Die von Grünen und FDP vorgeschlagenen Sanktionen respektive Vergünstigungen gehen CDU, SPD und Bürger Bund Bonn zu weit. „Im Ziel waren sich alle im Ausschuss einig, nur in der Umsetzung nicht“, sagte Ausschussvorsitzender Guido Déus (CDU) auf Anfrage des GA. Strafquoten von 25 Prozent bedeuteten jedoch einen erheblichen Eingriff in die Vertragsautonomie der Marktgilde im Verhältnis zu den Marktbeschickern.
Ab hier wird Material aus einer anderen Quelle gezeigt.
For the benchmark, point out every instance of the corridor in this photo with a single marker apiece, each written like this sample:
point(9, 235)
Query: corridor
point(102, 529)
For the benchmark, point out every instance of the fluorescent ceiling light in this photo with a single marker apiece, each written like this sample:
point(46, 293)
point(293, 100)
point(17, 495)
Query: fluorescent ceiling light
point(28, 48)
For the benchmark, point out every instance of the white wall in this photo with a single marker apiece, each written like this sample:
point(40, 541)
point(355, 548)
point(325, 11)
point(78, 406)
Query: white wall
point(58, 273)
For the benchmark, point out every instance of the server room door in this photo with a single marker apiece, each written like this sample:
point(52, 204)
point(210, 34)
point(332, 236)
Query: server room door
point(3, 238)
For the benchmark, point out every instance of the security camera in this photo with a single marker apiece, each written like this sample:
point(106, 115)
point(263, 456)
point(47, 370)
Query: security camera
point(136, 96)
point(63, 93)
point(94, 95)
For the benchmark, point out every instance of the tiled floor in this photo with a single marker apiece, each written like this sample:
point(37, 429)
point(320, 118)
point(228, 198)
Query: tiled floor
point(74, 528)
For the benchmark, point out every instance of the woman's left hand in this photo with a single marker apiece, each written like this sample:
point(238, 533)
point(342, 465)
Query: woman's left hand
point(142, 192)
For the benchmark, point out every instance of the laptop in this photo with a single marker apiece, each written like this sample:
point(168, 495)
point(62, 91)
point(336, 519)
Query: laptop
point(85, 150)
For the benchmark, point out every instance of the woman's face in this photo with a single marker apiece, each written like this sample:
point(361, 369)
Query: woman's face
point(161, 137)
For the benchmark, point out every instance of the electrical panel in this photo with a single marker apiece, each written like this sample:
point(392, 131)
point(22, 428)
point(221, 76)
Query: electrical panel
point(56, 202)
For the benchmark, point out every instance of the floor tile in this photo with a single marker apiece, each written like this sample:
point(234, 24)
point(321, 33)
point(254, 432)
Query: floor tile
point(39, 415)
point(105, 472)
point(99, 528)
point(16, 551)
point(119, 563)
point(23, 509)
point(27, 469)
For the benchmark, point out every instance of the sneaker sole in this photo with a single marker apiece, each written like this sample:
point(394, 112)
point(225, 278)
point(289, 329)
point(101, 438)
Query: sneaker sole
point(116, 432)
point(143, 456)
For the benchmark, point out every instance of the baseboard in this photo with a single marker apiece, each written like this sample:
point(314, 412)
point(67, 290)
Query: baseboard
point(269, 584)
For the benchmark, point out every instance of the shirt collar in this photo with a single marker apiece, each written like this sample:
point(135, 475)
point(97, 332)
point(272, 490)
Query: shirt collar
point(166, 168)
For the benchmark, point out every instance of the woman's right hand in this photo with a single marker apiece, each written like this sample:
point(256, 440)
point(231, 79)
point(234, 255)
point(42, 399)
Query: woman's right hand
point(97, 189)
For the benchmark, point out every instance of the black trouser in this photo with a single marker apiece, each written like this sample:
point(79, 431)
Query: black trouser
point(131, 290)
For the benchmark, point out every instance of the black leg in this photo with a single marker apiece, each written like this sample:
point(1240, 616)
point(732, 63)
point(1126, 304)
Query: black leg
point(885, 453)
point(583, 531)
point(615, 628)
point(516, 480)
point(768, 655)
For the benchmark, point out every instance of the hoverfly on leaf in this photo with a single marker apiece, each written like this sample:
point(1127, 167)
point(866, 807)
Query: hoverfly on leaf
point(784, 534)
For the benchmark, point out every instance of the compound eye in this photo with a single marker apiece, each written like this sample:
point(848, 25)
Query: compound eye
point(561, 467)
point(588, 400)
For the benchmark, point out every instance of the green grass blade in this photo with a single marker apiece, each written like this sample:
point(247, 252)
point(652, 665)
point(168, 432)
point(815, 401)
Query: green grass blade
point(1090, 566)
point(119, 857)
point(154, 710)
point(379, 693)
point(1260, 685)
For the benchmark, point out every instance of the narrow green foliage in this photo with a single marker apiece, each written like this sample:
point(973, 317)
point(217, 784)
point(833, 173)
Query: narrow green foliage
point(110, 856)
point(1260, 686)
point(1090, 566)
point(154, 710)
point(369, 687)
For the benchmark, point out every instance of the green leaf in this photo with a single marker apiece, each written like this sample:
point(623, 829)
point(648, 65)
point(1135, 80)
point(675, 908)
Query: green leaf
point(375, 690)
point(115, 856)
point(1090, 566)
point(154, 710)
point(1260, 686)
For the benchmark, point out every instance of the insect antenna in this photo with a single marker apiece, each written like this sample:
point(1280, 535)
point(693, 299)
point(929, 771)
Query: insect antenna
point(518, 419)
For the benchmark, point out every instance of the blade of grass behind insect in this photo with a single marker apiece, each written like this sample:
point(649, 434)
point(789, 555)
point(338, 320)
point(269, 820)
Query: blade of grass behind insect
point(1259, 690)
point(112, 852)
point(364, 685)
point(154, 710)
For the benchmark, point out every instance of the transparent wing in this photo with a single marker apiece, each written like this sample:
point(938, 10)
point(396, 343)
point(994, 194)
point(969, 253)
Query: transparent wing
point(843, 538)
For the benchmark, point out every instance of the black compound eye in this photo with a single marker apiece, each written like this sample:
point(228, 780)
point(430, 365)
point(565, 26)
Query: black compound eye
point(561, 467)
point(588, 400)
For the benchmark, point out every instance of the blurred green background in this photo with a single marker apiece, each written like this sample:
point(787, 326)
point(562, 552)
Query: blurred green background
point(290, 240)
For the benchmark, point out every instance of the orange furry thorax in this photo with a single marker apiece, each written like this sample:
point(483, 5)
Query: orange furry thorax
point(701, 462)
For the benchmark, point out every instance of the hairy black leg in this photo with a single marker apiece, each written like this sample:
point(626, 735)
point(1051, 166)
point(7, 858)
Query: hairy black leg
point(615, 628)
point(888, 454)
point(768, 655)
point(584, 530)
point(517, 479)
Stefan Freitag (Grüne) sieht in der abgelehnten Regelung eine verpasste Chance. „Wir haben uns als Stadt das Ziel gegeben, 2035 klimaneutral zu sein. Das geht nur mit großen Anstrengungen in allen Bereichen“, so Freitag. Auch Achim Schröder, wirtschaftspolitischer Sprecher der FDP, hätte einen finanziellen Anreiz begrüßt. „Dies wäre aus unserer Sicht das wirksamere Mittel gewesen“, betonte Schröder. Nun warte man auch das Ergebnis der Verhandlungen mit der Marktgilde ab.

„Unabhängig von politischen Forderungen beschäftigen wir uns schon länger mit dem Thema ,Plastikarmer Wochenmarkt’“, berichtete DMG-Vorstand Ingo Johnson. Bonn sei einer der Vorzeigemärkte, und man wolle die Qualität durch ökologisch sowie wirtschaftlich sinnvolle Maßnahmen weiter steigern. „Wir möchten das Thema Plastik auf dem Wochenmarkt in Bonn aufgreifen und eine Art Pilotprojekt starten“, sagte Johnson. Konkreter wurde er nicht: „Die Umsetzung würden wir auf freiwilliger Basis möglichst zeitnah starten. Spätestens mit Beginn unseres neuen Marktjahres ab dem 1. April 2021 soll das Projekt an den Start gehen“, verspricht der DMG-Geschäftsführer.

Obsthändler Jörg Fierenbaum lehnt die Pläne ab:  „Wollt ihr denn überhaupt noch Händler auf dem Wochenmarkt haben?“, fragte er. „Ein Plastikverbot kann nur funktionieren, wenn es für alle gilt“, so Fierenbaum. Solange Discounter eine Schale Erdbeeren durch Plastikverpackungen günstiger anböten als eine umweltfreundliche Pappschale auf dem Wochenmarkt, zweifelt er an der Verhältnismäßigkeit. Auch eine reduzierte Standmiete als Anreiz hält er nicht für sinnvoll: „Spätestens nach einem Jahr wird dann die Miete wieder erhöht werden, und wir bleiben auf den Mehrkosten sitzen“, ist er überzeugt.

Fierenbaums Standnachbarin Heike Cremer sagte: „Selbst wenn wir wollten, wäre es schwer, auf die Plastikverpackungen zu verzichten.“ Sie beziehe ihre Ware bereits plastikverpackt vom Großmarkt. Zudem habe sie die Erfahrung gemacht, dass ihre Kunden größtenteils nicht bereit sind, zehn Cent für die von ihr angebotenen Papiertüten zu zahlen. Das sei den Kunden zu teuer. Eine Kundin bemerkte, dass sie „die dünnen Plastikbeutel sehr praktisch“ finde. Schließlich habe man nicht immer eine Einkaufstasche dabei. Die kostenlosen Beutel machten einen spontanen Einkauf erst möglich.